İnsan Hakları ve Mazlumlar İçin Dayanışma Derneği (MAZLUMDER) tarafından hazırlanan "Sudan’da İç Savaş ve Sebep Olduğu İnsan Hakkı İhlalleri" raporunda, iç savaş sırasında gıda yetersizliği, sağlık ve eğitim sisteminin felç olması, mülteci krizi gibi sorunların yanı sıra çocuklara ve kadınlara yönelik ihlaller, cinsel taciz vakaları ve yaşam hakkının ihlali gibi insan hakları ihlalleri yaşandığına dikkat çekildi.
Raporu hazırlayanlardan doktor İsmail Uzar, AA muhabirine yaptığı açıklamada, fazla gündemde olmayan Sudan'daki iç savaşın milyonlarca sivilin hayatını olumsuz etkilediğini belirtti.
Uzar, "Sudan'da uzun yıllar devam eden iktidar mücadelesi ekonomik ve sosyal sorunlara sebep oldu ve insan hakkı ihlallerinin yaşanmasına yol açtı. Toplumun önemli bir bölümünü oluşturan savunmasız siviller, çocuklar, kadınlar ve yaşlılar mütemadiyen ihlallere maruz kalıyor ve ihlal tehdidi altında yaşıyor. İç savaş sürecinde ise hak ihlalleri iyice çeşitlendi ve ihlallere maruz kalanların sayısında muazzam bir artış ortaya çıktı." dedi.
İç savaşın başladığı 15 Nisan 2023'ten itibaren 15 bin kişinin hayatını kaybettiğine, 8,5 milyon kişinin iç veya dış göçe zorlandığına, yaklaşık 25 milyon kişinin barınma, gıda, temiz su gibi en temel ihtiyaçlardan mahrum kaldığına dikkati çeken Uzar, sağlık ve eğitim sistemlerinin de çöktüğünü kaydetti.
Uzar, çatışmalardan en fazla kadın ve çocukların etkilendiğini vurgulayarak, "Sudan’daki çatışmaların ilk günlerinden itibaren kadınlara yönelik kaçırma, tecavüz ve cinsel şiddet olayları kayda geçirildi.
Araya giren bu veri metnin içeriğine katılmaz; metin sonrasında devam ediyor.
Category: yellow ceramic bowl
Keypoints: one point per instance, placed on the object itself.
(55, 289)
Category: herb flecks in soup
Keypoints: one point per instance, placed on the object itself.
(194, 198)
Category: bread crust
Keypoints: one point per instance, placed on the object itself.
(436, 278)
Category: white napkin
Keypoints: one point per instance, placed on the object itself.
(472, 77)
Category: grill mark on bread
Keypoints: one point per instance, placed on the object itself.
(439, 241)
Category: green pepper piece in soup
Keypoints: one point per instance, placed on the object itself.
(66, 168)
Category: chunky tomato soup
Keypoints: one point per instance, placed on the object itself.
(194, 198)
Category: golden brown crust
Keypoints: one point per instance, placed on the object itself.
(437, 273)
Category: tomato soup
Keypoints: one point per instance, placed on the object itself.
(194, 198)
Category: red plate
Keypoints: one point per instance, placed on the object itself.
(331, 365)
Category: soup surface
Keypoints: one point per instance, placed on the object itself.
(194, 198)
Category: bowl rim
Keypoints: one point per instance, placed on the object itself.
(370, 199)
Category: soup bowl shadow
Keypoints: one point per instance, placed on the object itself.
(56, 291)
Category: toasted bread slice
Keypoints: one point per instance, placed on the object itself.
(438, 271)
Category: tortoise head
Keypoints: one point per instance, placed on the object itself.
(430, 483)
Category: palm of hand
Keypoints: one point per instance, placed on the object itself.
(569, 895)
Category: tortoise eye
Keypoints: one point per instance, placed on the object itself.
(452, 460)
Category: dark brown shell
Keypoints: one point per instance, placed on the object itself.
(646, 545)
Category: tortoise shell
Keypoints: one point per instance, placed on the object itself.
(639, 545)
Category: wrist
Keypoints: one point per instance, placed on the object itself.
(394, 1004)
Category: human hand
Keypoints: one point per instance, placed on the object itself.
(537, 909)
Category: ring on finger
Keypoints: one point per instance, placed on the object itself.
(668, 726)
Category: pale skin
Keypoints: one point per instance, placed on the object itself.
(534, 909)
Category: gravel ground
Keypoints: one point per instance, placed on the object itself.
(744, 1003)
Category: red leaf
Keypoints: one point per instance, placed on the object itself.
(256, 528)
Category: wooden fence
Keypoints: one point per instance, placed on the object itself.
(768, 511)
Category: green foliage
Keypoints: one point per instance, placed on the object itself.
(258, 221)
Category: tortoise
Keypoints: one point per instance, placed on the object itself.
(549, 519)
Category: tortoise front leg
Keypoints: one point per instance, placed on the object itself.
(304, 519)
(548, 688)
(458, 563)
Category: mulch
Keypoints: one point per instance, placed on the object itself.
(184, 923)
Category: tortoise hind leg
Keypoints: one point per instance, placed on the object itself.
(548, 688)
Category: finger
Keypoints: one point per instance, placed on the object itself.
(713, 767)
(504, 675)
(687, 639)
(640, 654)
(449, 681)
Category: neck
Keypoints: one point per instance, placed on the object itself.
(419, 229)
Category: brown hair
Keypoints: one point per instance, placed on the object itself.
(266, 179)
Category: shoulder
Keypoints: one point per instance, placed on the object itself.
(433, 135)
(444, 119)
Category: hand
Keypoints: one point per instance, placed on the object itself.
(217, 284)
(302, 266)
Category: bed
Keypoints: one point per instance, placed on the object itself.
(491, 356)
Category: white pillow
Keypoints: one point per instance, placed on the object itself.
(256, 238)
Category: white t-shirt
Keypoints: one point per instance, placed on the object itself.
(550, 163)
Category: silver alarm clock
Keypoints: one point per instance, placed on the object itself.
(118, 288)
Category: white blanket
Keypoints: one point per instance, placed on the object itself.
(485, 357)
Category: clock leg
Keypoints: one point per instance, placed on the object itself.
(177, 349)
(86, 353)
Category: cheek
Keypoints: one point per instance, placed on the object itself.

Bu hak ihlalleri, çatışmalar ülke geneline yayıldıkça devam etti. Vakalar çoğunlukla Darfur bölgesi ve başkent Hartum'un çevresinde kayda geçirildi." ifadesini kullandı.
Çatışmalar sırasında yaşanan tecavüz, cinsel kölelik ve diğer cinsel şiddet biçimlerinin uluslararası insancıl hukukun ciddi ihlali ve uluslararası hukuka göre savaş suçu olduğunun altını çizen Uzar, uluslararası kamuoyuna, bu ihlallerin durdurulması konusunda adım atmaları çağrısı yaptı.
- İç ve dış faktörler savaşın uzamasına neden oldu
Raportörlerden Berke Kahraman ise 2011'de Güney Sudan'ın bağımsızlığı sonrası Sudan'da merkezi hükümet ile kabileler arasındaki gerilimin arttığını belirtti.
Kahraman, "Sudan halkı sokağa çıktı ve 2019'da yaklaşık 30 yıllık Ömer el Beşir yönetimi devrildi. Yaklaşık 2 yıl süren demokrasiye geçiş süreci ordu ve HDK arasındaki güç mücadelesinden dolayı sekteye uğradı, ülkede 2023 yılında yeni bir iç savaş patlak verdi." dedi.
İç savaşın birçok nedeni olduğuna dikkati çeken Kahraman, siyasi ve askeri liderler arasındaki iktidar mücadelesi, yoksulluk, etnik ve kabile çatışmaları ile Sudan'da çok sayıda silahlı grupların varlığının iç savaşın devam etmesinde önemli faktörler olduğunu ifade etti.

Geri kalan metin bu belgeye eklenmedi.